Qual è un film o un libro che ti ha fatto venire voglia di partire?
Ho sinceramente sentito il bisogno di andare un poco in ferie da questo posto durante il fine settimana.
Ed è successo per una ragione molto precisa.
Credo di stare cominciando ad accusare una qualche lieve, timida, quasi educata forma di stanchezza. Non quella seria, eh. Quella che ti fa crollare sul divano alle sei del pomeriggio con la faccia infilata in un cuscino. No. Una stanchezza molto più infida. Quella che ti fa continuare a fare tutto, soltanto con la sensazione che il cervello abbia deciso di aprire una pratica di mobilità.
Sabato, per esempio, mi sono accorto di non aver scritto nulla il giorno prima per il blog.
E la prima reazione è stata quella di sentirmi quasi in difetto.
Poi però mi sono fermato un secondo.
E mi sono reso conto che non era affatto vero che non stessi facendo niente.
Anzi.
Avevo davanti un pozzo senza fondo di cose da fare.

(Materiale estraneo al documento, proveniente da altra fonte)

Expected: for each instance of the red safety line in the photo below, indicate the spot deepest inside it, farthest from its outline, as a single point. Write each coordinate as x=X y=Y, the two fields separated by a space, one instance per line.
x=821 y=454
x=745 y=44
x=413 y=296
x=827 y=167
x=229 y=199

Solo che, per una volta, non erano parole.
Erano scatoloni.
Scaffali.
Libri.
Cassetti.
Polvere.
Ordine.
Spazio.
Insomma, tutta quella roba che, incredibilmente, nessuno sistema mentre tu sei impegnato a scrivere.
Sto finalmente restituendo al mio studio il diritto di chiamarsi studio e non “luogo di accumulo seriale della vita familiare”. E, con mia enorme sorpresa, ci sto pure riuscendo. Solo che questa roba si paga. In tempo. In schiena. In ginocchia. In muscoli dei quali ignoravo perfino l’esistenza fino a quarantotto ore fa.
…oh, cazzo.
No.
Che stai facendo, Domenico?
Le giustificazioni?
Quelle da scuola dell’obbligo del Regno d’Italia?
E per di più vere?
Così banali?
Senza nemmeno un minimo di fantasia?
Senza il decesso improvviso di uno zio acquisito mai esistito, di una prozia emigrata in Venezuela nel 1954 o, almeno, del gatto ultracentenario che aveva sviluppato un fortissimo legame affettivo con il registro di matematica?
No.
Così no.
È una caduta di stile francamente intollerabile.
Diciamo allora la verità.
Per qualche giorno ho semplicemente deciso di prendermi cura delle cose invece che delle parole.
Che, detta da uno che passa la vita a mettere parole in fila, è quasi una forma di eresia.
Per cui credo che ancora per un paio di giorni, o giù di lì, la continuity di questo piccolo angolo di internet subirà qualche fisiologico momento di anarchia.
Vogliate dunque scusarlo.
Parlando di me in terza persona, che conferisce sempre a ogni comunicazione un tono istituzionale assolutamente incompatibile con il fatto che, in questo preciso istante, lui abbia ancora mezzo studio sottosopra e la concreta possibilità di ritrovare, da qualche parte, oggetti di cui aveva completamente dimenticato l’esistenza.